I was able to sling a horn and set an alien for an anchor before Brian headed up the rocks.  He moved up around 80-100 feet on 5.3-5.4 but wet, icy, and lichen covered rock.  After he was anchored above I moved up the route.  In dry conditions it would have been cake but with ice, water, lichen, and me wearing crampons it was decidedly harder.
The start of the fun climbing


Some how Brian always manages to cut himself quite badly on climbs


A picture from between Brian's boots at his anchor


After joining with Brian we were faced with another 100 or 200 vertical feet to the ridge.  We could have continued to easily pitch it out on solid (and now dry) rock but the snow above us in this couloir was quite nicely consolidated and suffering from no wet slides or intermittancy issues so we headed on up. This final pitch probably went between 45-55 degrees at its steepest.point.



Brian, being Brian decided to head up to the middle of the couloir and go up the vertical  step







Me, being me, decided to hop on rock and skip putting myself at the top of a 1500 foot narrow funnel on steep snow.

Here is us topped out from whatever couloir we contoured into and finished


A couple pictures of the supposedly 'In' Dragon's Tail


Let it warm up a bit more and a good 12-15 inch layer might go and bring everything from the top down with it


The final summit push


We headed down the standard route but as it was entirely snow covered we decided to skip the meandering trail and contoured right towards Bear Lake.  There were some cliffs to be avoided and some extreme postholing fun but we got down quite quickly this way, the only downside was that I snapped a Leki pole in half.

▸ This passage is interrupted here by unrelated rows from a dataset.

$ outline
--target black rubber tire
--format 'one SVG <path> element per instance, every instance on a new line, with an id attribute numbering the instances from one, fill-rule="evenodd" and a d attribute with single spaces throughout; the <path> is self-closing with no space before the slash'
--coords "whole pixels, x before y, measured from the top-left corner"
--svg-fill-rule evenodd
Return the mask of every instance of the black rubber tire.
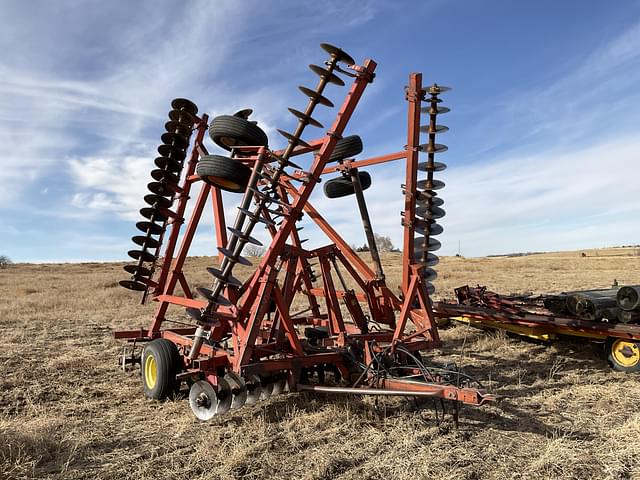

All in all it was a beautiful day.  We still had a fun climb but I'm a bit dissapointed I didn't finish Dragon's Tail.  Sure we still climbed the peak but I've been interested in that route for a while now, oh well, it will be there in a month and over the years to come.  I read allot of reports of people jumping on these things under marginal conditions and while we probably would have gotten to the top without any incidence why take the risk?  After all, I'd never have gotten home to catch Smallville in time if I had been killed by an avalanche.